What aspects of image preparation workflows can lead to accidents like Boris Johnson's No. 10 tweet's 'hidden message'?

Question

The BBC reports that the image Boris Johson posted on Twitter to congratulate Joe Biden contains traces of the text "Trump" in the background. The BBC article links to a Guido Fawkes' article, and when I download the tweet's JPEG, convert to PNG with macOS preview then subtract a constant background, there it is!

When I do a similar check on the blanked out area in my image in this post I see nothing, i.e. it worked.

My goal there was to show an image of a battery but to ensure that no personal information like the battery's serial number would be visible or detectable. Sharing that on the internet might be a small but nonzero security issue.

I breathe a sigh of relief but then wonder for future reference, in order to be sure that blanked out areas are fully blanked out:

Question: What aspects of image preparation workflows can lead to accidents like Boris Johnson's No. 10 tweet's 'hidden message'? What are the most prominent things to avoid doing in order to avoid accidental hidden residues like this?

import numpy as np
import matplotlib.pyplot as plt

# https://twitter.com/BorisJohnson/status/1325133262075940864/photo/1
# https://order-order.com/2020/11/10/number-10s-message-to-biden-originally-congratulated-trump/
# https://pbs.twimg.com/media/EmPRWjyVoAEBIBI?format=jpg
# https://pbs.twimg.com/media/EmPRWjyVoAEBIBI?format=jpg&name=4096x4096
# https://twitter.com/BorisJohnson/status/1325133262075940864


img = plt.imread('biden.png')

average = img[20:100, 20:100].mean(axis=(0, 1))

imgx = (img[..., :3] - average[:3]).clip(-0.005, 0.005) + 0.005
imgx = imgx.sum(axis=2)  # monochrome
imgx /= imgx.max()  # normalize

plt.imshow(imgx, cmap='cool')
plt.show()

@MarkMorganLloyd I can't disagree with the sentiment, but that might (as best, and with some tweaks to the wording) fit at politics.se.

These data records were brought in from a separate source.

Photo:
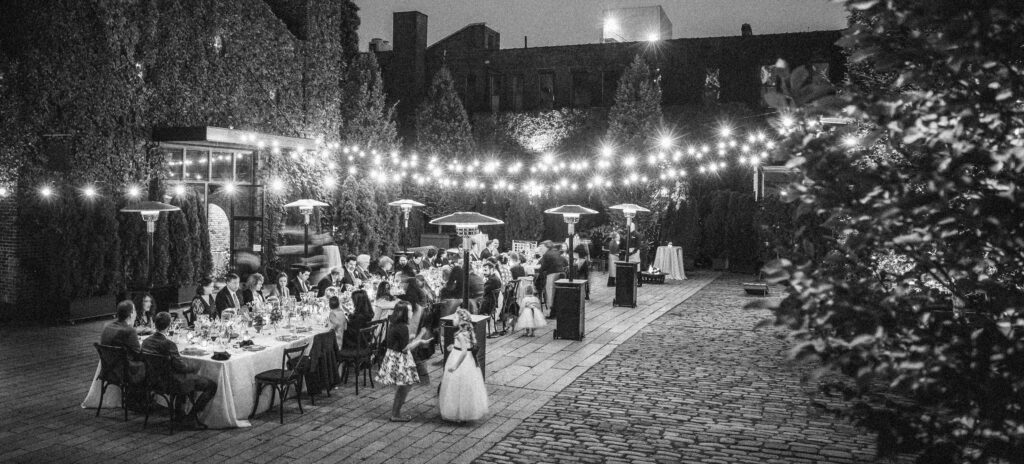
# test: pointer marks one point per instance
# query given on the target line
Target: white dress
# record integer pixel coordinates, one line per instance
(463, 395)
(530, 314)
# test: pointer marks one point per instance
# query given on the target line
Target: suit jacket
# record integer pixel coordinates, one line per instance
(223, 300)
(120, 334)
(297, 288)
(325, 283)
(182, 375)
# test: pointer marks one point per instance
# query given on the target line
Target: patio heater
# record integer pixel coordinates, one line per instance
(305, 207)
(627, 271)
(151, 214)
(466, 224)
(568, 302)
(407, 207)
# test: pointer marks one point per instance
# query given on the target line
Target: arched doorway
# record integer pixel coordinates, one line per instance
(220, 239)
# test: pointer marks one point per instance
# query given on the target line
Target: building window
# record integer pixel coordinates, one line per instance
(546, 89)
(582, 91)
(609, 85)
(712, 86)
(515, 93)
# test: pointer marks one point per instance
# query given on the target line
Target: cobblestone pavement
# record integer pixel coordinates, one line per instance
(45, 374)
(699, 384)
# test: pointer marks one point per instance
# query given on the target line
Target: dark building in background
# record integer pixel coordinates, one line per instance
(693, 72)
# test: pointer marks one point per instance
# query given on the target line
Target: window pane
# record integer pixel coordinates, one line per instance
(221, 166)
(244, 167)
(174, 163)
(197, 165)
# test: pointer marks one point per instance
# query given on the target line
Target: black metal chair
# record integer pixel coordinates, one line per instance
(114, 370)
(160, 381)
(364, 356)
(293, 368)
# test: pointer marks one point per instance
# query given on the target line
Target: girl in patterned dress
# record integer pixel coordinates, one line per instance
(398, 368)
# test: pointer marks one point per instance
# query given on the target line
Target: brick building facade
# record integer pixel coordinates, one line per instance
(492, 79)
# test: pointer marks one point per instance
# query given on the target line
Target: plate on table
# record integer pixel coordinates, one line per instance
(195, 352)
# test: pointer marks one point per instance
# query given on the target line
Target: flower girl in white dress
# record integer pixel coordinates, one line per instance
(463, 395)
(530, 314)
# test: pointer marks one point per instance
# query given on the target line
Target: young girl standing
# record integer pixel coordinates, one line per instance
(530, 314)
(398, 368)
(463, 395)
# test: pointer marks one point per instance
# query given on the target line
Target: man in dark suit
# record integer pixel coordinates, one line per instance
(185, 377)
(332, 280)
(228, 297)
(300, 284)
(122, 333)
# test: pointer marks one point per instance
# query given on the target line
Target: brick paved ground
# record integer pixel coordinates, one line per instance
(45, 373)
(698, 384)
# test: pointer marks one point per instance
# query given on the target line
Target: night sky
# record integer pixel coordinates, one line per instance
(573, 22)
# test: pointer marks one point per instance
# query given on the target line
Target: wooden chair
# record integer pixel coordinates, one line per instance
(294, 365)
(114, 370)
(363, 357)
(160, 382)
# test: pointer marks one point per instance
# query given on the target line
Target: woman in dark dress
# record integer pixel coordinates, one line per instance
(361, 315)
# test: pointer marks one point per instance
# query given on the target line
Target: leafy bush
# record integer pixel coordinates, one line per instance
(947, 201)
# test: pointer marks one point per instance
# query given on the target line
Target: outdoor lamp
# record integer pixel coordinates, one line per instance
(305, 207)
(570, 213)
(626, 271)
(151, 213)
(466, 225)
(407, 207)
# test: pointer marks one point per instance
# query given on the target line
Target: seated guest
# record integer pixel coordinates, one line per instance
(300, 285)
(122, 333)
(361, 270)
(417, 263)
(185, 377)
(385, 267)
(385, 301)
(144, 309)
(403, 266)
(337, 320)
(227, 297)
(332, 280)
(203, 301)
(363, 313)
(252, 296)
(281, 291)
(516, 269)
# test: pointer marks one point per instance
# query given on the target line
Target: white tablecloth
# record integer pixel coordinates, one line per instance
(670, 260)
(236, 381)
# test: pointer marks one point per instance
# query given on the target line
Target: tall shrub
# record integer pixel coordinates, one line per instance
(941, 335)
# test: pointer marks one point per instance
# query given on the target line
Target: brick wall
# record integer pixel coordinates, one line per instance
(8, 254)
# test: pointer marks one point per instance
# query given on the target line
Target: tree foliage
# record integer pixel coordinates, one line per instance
(943, 330)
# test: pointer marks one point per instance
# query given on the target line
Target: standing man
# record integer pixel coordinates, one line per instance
(300, 284)
(185, 377)
(227, 297)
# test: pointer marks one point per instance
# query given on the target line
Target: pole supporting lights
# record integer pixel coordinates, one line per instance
(407, 207)
(151, 214)
(466, 224)
(305, 207)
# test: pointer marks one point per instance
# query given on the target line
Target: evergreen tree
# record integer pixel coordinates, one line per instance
(636, 117)
(367, 119)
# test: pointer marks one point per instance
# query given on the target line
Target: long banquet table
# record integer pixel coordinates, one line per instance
(236, 380)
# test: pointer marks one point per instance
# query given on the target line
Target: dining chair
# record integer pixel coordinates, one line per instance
(114, 371)
(294, 365)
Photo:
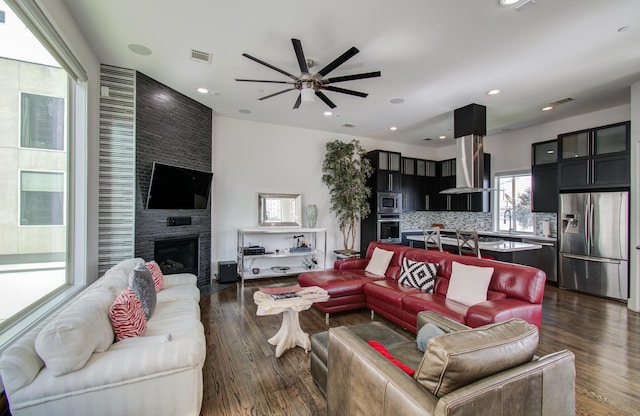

This fits with various other "how not to redact" and related questions — Chris H, Nov 11 '20 at 15:11
@ChrisH that's right. I simply wondered "if they can screw up so badly, what might I not be erasing!?" — uhoh, Nov 11 '20 at 15:25
I suggest this wasn't a "technical" issue the way you meant that. Surely, the parts of "image preparation workflow" which matter there are two-fold… First that there should be none: posting graphics as text is rarely helpful. Either way, the technicality was not getting people to pay attention, which is hardly an IT problem, except to the extent user10216038 is prolly right about left-over toner. — Robbie Goodwin, Nov 12 '20 at 17:23

jkej · Answer 1 · 2020-11-11T15:49:10.367

Summary:

The most likely explanation is that the old text was removed by using a fuzzy or smooth eraser tool.

Analysis:

In the image below I have only increased brightness and contrast to make the "hidden message" more visible. Nothing fancy. The slight red tint is only due to the fact that the black background of the original has a very slight red tint to it.

As you can see there is a very clear gradient in the most visible hidden text fragment (under "shared priorities"). The other fragments also show some signs of gradients, but there are no gradient effects used in the text about Biden.

Hypothesis:

These seemingly random gradients together with the fact that the "hidden message" appears to consist of small random fragments of a much larger text makes me think that whoever made this picture removed the old text by using a fuzzy eraser tool. They manually swiped the eraser tool back and forth over the text until they didn't see the old text anymore. But the fuzzy eraser tool doesn't remove everything if you pass over quickly just once. This is by design to avoid sharp edges in an image.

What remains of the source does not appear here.